Purpose: Tissue inhibitor of metalloproteinase-1 (TIMP-1) is a glycoprotein involved in cell survival and tumorigenesis. There have been some promising results regarding the diagnostic value of TIMP-1 for patients with colorectal cancer (CRC). The aim of the present study was to assess the diagnostic accuracy and clinical utility of serum TIMP-1 in CRC patients through meta-analysis.

Methods: A systematic search of online databases was performed to collect eligible studies. The pooled sensitivity, specificity, diagnostic odds ratio (DOR), and summary receiver operator characteristic (SROC) curve were generated from accuracy data using the random-effects model. Fagan's nomogram and the likelihood matrix were applied to estimate the clinical utility of TIMP-1.

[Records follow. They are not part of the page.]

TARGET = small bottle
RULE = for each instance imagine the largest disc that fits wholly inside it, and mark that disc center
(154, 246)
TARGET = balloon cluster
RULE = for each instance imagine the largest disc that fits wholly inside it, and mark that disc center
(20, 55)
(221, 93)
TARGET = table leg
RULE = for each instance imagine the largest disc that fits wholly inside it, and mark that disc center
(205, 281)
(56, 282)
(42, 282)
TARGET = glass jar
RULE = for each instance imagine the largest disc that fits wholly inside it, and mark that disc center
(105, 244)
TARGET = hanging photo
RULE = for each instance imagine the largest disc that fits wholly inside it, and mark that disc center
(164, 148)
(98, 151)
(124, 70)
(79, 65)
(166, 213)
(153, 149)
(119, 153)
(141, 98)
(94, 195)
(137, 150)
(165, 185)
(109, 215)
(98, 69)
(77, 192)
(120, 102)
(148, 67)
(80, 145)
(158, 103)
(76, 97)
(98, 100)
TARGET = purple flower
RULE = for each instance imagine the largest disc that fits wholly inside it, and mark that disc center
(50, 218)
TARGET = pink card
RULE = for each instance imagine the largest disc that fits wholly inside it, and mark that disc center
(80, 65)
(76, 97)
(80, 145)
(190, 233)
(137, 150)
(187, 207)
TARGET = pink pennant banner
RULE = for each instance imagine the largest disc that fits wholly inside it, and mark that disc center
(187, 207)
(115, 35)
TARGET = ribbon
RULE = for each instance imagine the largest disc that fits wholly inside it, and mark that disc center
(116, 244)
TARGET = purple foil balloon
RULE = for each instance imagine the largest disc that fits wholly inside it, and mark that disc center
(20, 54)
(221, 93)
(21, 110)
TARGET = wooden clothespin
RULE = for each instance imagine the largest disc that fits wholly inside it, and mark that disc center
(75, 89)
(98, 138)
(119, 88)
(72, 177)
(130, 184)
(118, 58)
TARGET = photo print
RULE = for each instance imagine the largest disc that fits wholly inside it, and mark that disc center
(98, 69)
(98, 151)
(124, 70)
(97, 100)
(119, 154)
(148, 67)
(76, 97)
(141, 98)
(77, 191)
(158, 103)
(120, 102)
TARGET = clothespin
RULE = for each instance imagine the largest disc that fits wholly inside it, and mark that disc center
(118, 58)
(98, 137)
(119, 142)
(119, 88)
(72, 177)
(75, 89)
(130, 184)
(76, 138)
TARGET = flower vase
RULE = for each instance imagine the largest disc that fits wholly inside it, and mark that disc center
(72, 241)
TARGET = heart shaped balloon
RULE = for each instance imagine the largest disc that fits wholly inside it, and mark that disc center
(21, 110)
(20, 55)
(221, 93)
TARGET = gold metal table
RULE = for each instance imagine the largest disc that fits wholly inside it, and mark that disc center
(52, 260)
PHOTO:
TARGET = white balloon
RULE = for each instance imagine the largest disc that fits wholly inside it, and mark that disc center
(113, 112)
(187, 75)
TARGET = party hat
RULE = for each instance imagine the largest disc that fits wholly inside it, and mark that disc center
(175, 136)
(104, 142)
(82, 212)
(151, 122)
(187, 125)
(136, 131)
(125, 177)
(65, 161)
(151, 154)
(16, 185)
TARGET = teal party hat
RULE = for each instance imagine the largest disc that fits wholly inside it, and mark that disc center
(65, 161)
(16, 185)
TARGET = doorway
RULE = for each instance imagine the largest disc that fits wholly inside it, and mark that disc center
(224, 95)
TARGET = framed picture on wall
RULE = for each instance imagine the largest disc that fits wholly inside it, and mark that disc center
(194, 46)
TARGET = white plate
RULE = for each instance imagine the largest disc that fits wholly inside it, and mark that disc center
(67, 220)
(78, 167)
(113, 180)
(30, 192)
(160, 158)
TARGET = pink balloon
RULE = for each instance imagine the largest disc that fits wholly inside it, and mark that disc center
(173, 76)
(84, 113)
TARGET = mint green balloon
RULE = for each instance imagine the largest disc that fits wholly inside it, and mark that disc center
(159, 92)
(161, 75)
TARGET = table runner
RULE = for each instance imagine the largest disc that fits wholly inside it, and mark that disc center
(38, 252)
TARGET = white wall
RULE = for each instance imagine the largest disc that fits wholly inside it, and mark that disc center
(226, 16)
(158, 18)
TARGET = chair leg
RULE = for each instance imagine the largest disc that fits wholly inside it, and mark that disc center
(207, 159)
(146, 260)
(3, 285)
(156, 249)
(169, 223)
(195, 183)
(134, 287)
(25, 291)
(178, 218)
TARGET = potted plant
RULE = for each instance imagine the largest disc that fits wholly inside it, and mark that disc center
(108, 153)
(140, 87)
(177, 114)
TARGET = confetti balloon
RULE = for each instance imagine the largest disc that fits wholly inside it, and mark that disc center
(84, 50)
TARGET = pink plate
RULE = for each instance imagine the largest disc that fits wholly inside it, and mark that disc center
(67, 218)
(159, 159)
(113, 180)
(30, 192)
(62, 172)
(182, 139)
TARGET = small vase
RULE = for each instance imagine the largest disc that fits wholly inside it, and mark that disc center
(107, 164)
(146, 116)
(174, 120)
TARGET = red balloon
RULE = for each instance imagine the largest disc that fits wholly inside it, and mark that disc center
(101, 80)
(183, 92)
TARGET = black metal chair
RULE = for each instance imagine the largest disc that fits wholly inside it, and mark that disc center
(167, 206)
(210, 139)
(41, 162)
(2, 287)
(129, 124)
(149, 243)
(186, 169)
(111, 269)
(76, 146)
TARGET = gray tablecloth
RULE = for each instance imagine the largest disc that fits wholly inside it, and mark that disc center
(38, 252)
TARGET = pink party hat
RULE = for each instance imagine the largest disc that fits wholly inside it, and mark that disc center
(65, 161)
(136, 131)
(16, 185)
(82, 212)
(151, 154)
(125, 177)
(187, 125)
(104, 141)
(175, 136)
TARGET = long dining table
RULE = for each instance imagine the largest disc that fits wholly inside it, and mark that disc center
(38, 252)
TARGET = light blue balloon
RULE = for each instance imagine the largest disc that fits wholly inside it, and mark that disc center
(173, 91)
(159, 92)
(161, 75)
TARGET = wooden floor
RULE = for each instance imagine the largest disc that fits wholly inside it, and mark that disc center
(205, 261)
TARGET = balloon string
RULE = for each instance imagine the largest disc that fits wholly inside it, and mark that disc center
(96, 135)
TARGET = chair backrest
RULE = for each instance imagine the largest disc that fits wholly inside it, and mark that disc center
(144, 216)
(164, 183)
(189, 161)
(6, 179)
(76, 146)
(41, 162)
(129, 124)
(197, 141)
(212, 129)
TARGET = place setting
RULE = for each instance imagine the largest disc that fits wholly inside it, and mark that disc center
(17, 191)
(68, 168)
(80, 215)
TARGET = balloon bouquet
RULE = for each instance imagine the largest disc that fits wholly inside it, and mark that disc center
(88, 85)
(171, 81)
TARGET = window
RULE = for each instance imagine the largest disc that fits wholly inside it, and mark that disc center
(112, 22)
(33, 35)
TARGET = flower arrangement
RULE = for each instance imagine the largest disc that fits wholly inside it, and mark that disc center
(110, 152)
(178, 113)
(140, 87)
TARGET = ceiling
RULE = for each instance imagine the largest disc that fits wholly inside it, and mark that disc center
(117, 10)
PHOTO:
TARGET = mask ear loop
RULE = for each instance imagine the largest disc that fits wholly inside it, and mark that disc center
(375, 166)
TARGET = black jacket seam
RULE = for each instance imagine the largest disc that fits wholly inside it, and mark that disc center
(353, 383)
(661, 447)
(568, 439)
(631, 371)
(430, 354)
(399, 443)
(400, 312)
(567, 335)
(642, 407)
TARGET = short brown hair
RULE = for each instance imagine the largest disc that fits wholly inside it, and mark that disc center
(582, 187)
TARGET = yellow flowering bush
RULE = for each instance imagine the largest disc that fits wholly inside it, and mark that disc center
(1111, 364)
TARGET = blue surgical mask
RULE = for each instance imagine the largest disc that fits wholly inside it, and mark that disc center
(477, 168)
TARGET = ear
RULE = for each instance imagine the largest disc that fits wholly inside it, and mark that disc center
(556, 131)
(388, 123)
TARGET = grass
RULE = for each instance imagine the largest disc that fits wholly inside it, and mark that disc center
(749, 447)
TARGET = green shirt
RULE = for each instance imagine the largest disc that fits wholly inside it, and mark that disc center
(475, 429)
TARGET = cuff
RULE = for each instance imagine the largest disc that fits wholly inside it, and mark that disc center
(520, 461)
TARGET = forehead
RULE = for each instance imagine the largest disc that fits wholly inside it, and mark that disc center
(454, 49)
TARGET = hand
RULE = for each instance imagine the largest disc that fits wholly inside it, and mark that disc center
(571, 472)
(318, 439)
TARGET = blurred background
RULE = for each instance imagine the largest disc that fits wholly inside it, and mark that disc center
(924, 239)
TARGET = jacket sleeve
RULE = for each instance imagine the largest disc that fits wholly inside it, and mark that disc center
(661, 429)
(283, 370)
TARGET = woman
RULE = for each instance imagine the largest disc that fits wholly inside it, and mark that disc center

Results: A total of 9 eligible studies with 1886 patients were included. Among the patients, 819 were pathologically diagnosed with CRC, whereas 1067 did not have adenomas or other cancers. The overall sensitivity, specificity, and DOR of TIMP-1 for the diagnosis of CRC were 0.65 (95% confidence interval (CI): 0.57-0.72), 0.87 (95% CI: 0.76-0.94), and 12.73 (95% CI 5.71-28.38), respectively. The area under the SROC was 0.77 (95% CI, 0.73-0.81), suggesting the potential diagnostic value of TIMP-1 in CRC patients. Among patients with a pretest CRC probability of 20%, posttest probabilities were 56% and 9% for positive and negative TIMP-1 results, respectively.

Conclusions: TIMP-1 expression exhibits an upper moderate diagnostic value in CRC, and TIMP-1 assessment may be useful as a noninvasive screening tool for CRC in clinical practice.

Fig 1. Flow diagram for the study selection process and quality assessment using QUADAS-2.

The quality of each eligible study was assessed by QUADAS-2. It summarized ‘‘risk of bias” and ‘‘applicability concerns” through judging each domain for each included study.

Fig 2. Results of Deeks’ funnel plot asymmetry test for the evaluation of potential publication bias.

Every point represents one study and the line is the regression line. The nonsignificant slope indicates that no significant bias was found. The p value is of 0.26 (Bias coefficient = -24.55).

Fig 3

Forest plots show the pooled sensitivity and specificity (a), the pooled positive likelihood ratio and negative likelihood ratio (b), the pooled diagnostic score and diagnostic odds ratio(c) for assessing the diagnostic value of TIMP-1in colorectal cancer. The forest plots show the pooled diagnosis index of TIMP-1 for the diagnosis of CRC. The individual study symbol is shown as point and the pooling symbol is shown as point. Inconsistency is used to quantify the heterogeneity caused by nonthreshold effect. For these studies, DerSimonian–Laird was used to pool these data.

Fig 4. Meta-regression and subgroup analyses for potential sources of heterogeneity.

The forest plots show the pooled diagnosis index of TIMP-1 for the diagnosis of CRC in specified covariates. The pooling symbol is shown as point. P-values of covariants in the meta-regression analysis are more than 0.05, which shows that none of the factor that is responsible for the heterogeneity.

Fig 5. Summary ROC curve of the TIMP-1 diagnostic value in colorectal cancer.

Every point represents an included study. The diamond shape represents the summary sensitivity and specificity. The AUC is 0.77, which implies an upper moderate diagnostic accuracy for diagnosing CRC.

Fig 6. Fagan’s Nomogram for the elucidation of posttest probabilities.

With a pretest probability of CRC of 20%, the posttest probabilities of CRC, given positive and negative TIMP-1 results, are 56% and 9%, respectively.

Fig 7. Likelihood matrix for the overall distribution of the studies.

Each point corresponds to a study. None of the included studies were found on the bottom left side of the matrix, which shows that they report reasonable sensitivity.